On Sunday morning, 8 January, Feast of the Baptism of the Lord, Pope Francis presided over Holy Mass in the Sistine Chapel, during which he administered the Sacrament of Baptism to 13 babies, the children of Vatican employees. He told parents that prayer should be the first thing they teach their children, because prayer, he said, “will be what gives them strength throughout their life”. The following is a translation of the Pope’s impromptu homily.
Dear parents, thank you for bringing your children here, for bringing them into the Church. This is a good day, because we never forget when we were baptized. It is like a birthday, because with Baptism we are reborn into Christian life. Therefore, I advise you to teach your children the date of their Baptism as a new birthday: so that every year they may remember and thank God for this grace of having become Christians. This is a task I advise you to do.

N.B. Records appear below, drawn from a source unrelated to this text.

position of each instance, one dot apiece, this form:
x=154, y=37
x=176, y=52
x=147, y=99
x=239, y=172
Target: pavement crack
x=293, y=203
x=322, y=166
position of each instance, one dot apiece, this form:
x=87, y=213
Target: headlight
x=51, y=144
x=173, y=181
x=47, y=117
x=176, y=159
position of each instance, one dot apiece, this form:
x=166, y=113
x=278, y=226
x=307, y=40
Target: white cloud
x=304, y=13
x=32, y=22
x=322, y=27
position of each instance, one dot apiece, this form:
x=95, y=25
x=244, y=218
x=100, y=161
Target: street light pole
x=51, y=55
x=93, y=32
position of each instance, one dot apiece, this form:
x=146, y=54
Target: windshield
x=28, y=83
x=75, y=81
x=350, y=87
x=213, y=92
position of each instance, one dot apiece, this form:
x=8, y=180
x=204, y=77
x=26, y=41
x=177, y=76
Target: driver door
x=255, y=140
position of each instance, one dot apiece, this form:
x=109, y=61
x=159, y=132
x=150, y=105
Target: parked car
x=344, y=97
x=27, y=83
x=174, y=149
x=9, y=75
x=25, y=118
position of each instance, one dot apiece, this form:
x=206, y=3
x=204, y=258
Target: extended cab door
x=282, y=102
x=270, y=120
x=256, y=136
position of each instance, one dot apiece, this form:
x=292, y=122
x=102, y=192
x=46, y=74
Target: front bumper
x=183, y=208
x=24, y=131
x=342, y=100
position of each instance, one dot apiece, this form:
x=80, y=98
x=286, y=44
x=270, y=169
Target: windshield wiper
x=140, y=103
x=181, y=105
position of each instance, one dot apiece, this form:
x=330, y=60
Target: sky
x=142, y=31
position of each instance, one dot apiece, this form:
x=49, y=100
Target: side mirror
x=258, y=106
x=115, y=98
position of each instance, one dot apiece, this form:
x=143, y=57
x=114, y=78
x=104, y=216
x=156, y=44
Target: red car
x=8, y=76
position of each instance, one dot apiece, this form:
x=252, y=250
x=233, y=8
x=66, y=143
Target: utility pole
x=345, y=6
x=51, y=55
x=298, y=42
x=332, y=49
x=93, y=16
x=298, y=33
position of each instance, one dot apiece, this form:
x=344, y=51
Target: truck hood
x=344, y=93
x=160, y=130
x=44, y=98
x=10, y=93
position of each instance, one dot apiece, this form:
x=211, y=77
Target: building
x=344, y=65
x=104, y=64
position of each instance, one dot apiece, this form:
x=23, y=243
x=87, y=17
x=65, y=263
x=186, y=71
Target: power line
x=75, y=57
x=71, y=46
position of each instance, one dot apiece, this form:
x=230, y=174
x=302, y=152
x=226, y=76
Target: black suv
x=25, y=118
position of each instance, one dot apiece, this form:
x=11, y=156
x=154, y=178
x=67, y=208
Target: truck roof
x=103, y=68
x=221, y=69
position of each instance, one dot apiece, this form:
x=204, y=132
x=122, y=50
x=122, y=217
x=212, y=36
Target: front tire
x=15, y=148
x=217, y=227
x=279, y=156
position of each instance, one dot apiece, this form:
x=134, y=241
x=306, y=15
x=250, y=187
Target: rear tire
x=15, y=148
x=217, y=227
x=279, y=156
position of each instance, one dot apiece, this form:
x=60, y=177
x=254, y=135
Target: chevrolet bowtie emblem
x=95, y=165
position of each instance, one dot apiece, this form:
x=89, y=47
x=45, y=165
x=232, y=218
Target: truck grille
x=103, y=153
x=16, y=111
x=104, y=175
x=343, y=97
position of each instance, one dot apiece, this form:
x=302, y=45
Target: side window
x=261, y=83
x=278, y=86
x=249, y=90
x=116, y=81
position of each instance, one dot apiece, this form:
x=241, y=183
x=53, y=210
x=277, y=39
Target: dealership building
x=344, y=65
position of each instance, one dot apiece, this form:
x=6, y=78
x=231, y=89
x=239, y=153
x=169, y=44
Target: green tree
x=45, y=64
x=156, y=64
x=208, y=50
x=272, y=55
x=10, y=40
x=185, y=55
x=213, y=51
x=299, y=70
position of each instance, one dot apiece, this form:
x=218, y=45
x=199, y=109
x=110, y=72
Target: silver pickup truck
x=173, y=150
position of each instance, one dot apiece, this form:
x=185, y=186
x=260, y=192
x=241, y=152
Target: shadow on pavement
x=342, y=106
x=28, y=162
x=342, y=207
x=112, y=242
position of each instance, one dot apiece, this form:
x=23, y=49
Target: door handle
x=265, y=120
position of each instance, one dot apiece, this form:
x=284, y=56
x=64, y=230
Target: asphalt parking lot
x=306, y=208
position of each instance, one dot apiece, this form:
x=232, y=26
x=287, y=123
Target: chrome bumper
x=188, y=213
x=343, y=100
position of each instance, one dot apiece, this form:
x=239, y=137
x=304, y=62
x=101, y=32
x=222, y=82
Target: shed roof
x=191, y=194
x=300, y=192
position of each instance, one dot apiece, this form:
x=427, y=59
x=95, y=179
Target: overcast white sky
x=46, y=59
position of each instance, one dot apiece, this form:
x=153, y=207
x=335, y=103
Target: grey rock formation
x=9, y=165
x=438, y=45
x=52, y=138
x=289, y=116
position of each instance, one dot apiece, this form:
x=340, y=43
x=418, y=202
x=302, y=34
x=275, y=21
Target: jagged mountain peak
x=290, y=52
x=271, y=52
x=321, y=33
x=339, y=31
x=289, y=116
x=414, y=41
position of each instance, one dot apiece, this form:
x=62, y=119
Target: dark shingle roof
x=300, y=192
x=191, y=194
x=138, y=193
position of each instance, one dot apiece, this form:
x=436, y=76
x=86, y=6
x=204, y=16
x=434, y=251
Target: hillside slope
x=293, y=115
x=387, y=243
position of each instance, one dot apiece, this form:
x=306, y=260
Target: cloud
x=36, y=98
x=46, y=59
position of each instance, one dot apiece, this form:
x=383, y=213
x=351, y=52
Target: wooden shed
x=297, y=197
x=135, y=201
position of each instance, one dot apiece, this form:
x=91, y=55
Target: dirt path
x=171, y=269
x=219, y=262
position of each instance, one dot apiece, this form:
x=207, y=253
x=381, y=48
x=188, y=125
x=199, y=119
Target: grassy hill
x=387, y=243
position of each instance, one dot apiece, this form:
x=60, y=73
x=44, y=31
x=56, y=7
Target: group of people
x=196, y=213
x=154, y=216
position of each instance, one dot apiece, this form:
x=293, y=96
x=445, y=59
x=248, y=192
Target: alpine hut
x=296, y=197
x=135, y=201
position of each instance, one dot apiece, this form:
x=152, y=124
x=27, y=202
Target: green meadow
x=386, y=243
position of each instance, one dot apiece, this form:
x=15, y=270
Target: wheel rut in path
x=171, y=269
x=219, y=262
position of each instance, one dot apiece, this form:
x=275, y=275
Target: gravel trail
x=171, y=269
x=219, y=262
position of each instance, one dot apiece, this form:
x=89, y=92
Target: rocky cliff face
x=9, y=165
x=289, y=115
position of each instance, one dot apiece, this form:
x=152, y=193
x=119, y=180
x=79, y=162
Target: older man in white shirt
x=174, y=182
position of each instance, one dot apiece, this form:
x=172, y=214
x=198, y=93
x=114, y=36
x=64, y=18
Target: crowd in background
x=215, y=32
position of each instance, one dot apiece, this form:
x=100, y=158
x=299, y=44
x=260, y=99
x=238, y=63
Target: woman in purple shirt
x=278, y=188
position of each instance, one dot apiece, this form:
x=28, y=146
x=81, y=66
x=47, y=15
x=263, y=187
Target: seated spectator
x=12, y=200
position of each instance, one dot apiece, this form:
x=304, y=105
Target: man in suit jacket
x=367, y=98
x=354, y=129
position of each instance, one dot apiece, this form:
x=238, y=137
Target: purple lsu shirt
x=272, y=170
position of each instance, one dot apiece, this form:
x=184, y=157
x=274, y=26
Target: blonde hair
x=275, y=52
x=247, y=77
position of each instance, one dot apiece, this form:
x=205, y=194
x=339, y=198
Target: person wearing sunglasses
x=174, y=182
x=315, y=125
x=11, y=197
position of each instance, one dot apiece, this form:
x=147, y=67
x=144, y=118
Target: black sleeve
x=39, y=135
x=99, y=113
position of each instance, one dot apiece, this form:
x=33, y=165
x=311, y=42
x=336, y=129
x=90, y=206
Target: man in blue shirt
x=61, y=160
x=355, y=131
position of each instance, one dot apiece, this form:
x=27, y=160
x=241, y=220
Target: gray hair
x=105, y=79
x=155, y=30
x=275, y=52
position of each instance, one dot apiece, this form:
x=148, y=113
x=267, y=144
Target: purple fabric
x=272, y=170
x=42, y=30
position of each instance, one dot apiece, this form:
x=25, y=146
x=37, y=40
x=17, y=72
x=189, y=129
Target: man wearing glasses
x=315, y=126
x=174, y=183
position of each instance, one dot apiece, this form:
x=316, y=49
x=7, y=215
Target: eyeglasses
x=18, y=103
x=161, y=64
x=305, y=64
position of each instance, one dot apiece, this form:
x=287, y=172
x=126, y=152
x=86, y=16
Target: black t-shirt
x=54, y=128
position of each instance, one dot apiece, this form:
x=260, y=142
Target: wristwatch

Then, let us reflect a little on the fact that these children you are bringing now are starting out on a road, but it is up to you and the godparents to help them go forward on this road. We are taught to pray as children: may they learn to pray as children, at least to do so with their hands, with gestures… May they learn prayer as children, because prayer is what gives them strength throughout their life: in good moments, to thank God, and in bad moments, to find strength. It is the first thing that you must teach: how to pray.

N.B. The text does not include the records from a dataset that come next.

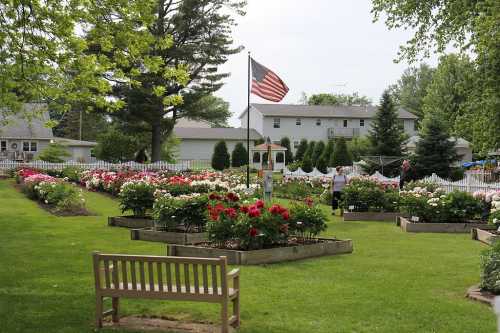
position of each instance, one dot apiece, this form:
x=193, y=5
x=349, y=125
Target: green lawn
x=393, y=282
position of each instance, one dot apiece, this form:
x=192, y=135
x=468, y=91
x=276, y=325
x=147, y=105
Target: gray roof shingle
x=322, y=111
x=215, y=133
x=29, y=123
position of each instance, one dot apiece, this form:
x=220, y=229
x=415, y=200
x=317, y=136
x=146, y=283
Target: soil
x=161, y=324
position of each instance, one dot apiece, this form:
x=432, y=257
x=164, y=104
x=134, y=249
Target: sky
x=315, y=46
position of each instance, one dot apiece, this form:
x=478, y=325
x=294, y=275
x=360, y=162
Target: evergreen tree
x=220, y=157
x=435, y=152
x=387, y=135
x=299, y=155
x=341, y=155
x=318, y=150
x=239, y=156
x=285, y=142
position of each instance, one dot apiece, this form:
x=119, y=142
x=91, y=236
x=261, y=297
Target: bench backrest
x=161, y=275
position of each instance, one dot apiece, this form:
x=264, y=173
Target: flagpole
x=248, y=122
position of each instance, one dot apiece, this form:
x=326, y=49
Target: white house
x=197, y=143
x=316, y=122
x=23, y=136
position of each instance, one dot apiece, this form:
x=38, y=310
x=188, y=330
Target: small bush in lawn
x=490, y=269
x=137, y=196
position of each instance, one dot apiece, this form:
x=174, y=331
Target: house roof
x=29, y=123
x=215, y=133
x=460, y=143
x=75, y=143
x=322, y=111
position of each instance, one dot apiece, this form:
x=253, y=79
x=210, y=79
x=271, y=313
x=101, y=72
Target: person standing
x=339, y=181
x=405, y=168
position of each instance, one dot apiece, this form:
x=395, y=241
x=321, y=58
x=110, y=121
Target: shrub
x=490, y=269
x=137, y=196
x=220, y=157
x=184, y=211
x=54, y=153
x=239, y=156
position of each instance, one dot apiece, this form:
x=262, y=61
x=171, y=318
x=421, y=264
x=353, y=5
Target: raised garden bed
x=487, y=234
x=464, y=227
x=130, y=222
x=476, y=294
x=370, y=216
x=320, y=247
x=162, y=236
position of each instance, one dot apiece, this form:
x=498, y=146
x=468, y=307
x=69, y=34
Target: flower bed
x=54, y=194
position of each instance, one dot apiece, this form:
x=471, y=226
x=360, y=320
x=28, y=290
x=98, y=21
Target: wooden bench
x=166, y=278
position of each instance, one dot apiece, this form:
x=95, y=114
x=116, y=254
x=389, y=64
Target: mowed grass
x=393, y=282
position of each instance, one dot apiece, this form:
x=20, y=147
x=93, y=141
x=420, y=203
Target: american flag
x=266, y=84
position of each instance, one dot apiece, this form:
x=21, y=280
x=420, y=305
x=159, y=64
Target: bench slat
x=132, y=275
x=160, y=276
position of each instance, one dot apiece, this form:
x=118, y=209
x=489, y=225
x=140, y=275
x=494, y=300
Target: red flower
x=231, y=212
x=253, y=212
x=252, y=232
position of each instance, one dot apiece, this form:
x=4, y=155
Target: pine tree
x=324, y=159
x=435, y=152
x=318, y=150
x=239, y=155
x=387, y=134
x=340, y=156
x=285, y=142
x=220, y=157
x=299, y=155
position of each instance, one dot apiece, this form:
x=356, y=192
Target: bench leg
x=236, y=311
x=98, y=312
x=224, y=316
x=115, y=301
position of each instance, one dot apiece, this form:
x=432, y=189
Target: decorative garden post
x=268, y=174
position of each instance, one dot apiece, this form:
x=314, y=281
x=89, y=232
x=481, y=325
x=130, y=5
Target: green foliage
x=115, y=146
x=341, y=155
x=338, y=99
x=54, y=153
x=285, y=142
x=220, y=157
x=239, y=157
x=174, y=213
x=490, y=269
x=137, y=196
x=435, y=152
x=387, y=136
x=359, y=146
x=367, y=195
x=411, y=88
x=301, y=150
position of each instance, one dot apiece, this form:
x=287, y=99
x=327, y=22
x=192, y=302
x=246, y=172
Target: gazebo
x=259, y=157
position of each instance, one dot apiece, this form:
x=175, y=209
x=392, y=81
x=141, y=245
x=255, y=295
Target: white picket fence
x=101, y=165
x=468, y=184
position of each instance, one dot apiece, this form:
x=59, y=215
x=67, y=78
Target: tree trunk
x=156, y=143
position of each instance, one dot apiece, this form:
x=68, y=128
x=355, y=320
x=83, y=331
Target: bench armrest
x=234, y=273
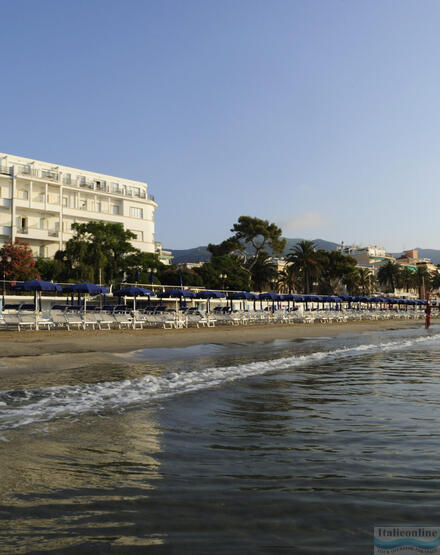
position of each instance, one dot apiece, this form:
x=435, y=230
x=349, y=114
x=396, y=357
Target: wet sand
x=39, y=351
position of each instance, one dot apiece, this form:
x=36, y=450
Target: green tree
x=237, y=279
x=334, y=267
x=49, y=269
x=352, y=281
x=136, y=267
x=286, y=279
x=407, y=278
x=435, y=282
x=17, y=261
x=388, y=275
x=174, y=275
x=96, y=252
x=263, y=272
x=423, y=280
x=306, y=262
x=251, y=239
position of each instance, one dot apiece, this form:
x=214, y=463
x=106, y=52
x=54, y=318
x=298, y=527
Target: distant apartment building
x=411, y=259
x=39, y=202
x=371, y=257
x=165, y=256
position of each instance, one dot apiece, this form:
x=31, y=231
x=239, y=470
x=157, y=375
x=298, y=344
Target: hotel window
x=136, y=212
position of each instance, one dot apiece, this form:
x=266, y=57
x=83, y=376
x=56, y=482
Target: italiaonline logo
x=407, y=539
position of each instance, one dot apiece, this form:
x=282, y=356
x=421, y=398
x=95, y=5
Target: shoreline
x=27, y=352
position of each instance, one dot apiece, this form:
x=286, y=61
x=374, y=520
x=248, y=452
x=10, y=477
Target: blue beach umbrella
x=242, y=296
x=177, y=294
x=270, y=297
x=208, y=295
x=37, y=285
x=85, y=287
x=134, y=292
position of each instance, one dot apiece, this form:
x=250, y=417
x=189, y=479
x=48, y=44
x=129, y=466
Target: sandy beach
x=39, y=351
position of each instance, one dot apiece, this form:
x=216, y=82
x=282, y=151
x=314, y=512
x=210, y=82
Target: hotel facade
x=40, y=201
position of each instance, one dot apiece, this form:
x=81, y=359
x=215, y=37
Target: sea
x=285, y=446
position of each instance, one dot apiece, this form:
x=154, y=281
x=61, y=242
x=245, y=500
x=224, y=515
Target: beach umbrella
x=37, y=285
x=177, y=294
x=208, y=295
x=134, y=292
x=270, y=297
x=243, y=296
x=85, y=287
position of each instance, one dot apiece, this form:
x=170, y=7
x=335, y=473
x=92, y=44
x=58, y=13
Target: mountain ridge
x=201, y=253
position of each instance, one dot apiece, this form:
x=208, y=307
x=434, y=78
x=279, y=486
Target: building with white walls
x=39, y=202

And to pray also to Our Lady, who is the Mother, our Mother. It is said that when someone is angry with the Lord, or drifts away from him, Our Lady is always near to make way for him or her to return. It is a saying. The Lord is always close to us, but Our Lady is the mother, and the mother is always closer than the father. Why? Because that is how it is. Mothers are like that, and that is great. May they learn to be Christians.
Now they are all silent, and that is good. But perhaps someone will “give the cue”, begin. And since babies are symphonic, they will all follow suit. Let them shout, let them cry. Perhaps some will cry out of hunger: nurse them. With all freedom. The important thing is that today this celebration may be a feast day, the feast of the beginning of a beautiful Christian journey, in which you will help your children to go forward. Perhaps some are overdressed and hot; let them be comfortable; may all be comfortable.
We celebrate this beginning of the journey with them. And it is up to you to help them move forward. Because I finish here, but you will continue all your life!
Thank you for this decision to bring them to Baptism. And now let us continue the celebration.